Apple wants more than to stop Samsung's smart phones from launching. Mindful that Android already controls half the market, it is setting its sights on making a royalty on every Android phone sold.

Experts predict that Apple's iPhone 5 will be the best selling smart phone of all time, and could even boost our GDP by 0.5 percent. But Apple might be intending to take an even bigger bite out of the market, by going after every device maker in the smart phone market.

At the end of the day, not everyone will buy an iPhone, but most people are expected to buy a smart phone.
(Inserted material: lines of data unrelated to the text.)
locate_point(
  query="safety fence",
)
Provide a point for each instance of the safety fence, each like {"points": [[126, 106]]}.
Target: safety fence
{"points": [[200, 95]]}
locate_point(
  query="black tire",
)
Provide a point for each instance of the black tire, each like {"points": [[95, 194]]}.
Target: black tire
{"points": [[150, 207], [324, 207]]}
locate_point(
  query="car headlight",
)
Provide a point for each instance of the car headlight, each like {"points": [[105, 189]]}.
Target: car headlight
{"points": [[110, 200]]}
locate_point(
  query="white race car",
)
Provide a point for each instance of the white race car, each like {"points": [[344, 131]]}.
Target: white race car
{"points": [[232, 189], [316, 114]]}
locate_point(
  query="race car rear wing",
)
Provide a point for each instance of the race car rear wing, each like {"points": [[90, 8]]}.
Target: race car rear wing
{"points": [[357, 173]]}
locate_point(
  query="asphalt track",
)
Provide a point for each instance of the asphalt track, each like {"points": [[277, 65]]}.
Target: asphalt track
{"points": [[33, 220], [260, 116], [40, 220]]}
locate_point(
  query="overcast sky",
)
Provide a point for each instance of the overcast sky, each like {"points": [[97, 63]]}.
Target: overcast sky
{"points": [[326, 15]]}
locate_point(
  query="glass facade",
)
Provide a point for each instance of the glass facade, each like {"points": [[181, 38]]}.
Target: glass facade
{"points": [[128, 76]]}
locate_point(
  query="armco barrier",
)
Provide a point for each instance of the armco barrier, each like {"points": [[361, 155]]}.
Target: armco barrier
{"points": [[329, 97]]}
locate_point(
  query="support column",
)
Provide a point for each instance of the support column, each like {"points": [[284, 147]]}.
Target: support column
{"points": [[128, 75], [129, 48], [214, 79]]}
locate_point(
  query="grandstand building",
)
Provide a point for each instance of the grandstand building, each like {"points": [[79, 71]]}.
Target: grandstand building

Although the Samsung and Apple trial dominated the news as of late, the real reason why Apple might be going after Samsung is to indirectly cash in on the success of Android and its open ecosystem.

At first glance, it might appear that Apple won against Samsung in court, but with more than 14,000 press articles covering all angles of the case it's hard to make sense of the outcome based on casual analysis.

A more complex Apple battle plan than meets the eye is unfolding, Sumon Sadhu, the director of intelligence at text analytics startup Quid, told BYTE. "Apple's battle against Samsung was intended to be the spark to set a precedent of obtaining royalties from every Android device maker," said Sadhu, who used Quid software to break down all of the lawsuit-related articles into consumable categories and generate insight.

"If [Apple] was able to obtain this judgment as opposed to a settlement, we could anticipate a situation where every mobile device on iOS, Android, and Windows Phone would directly contribute to Apple's profit streams," said Sadhu. "That has bigger implications than launching a new iPhone."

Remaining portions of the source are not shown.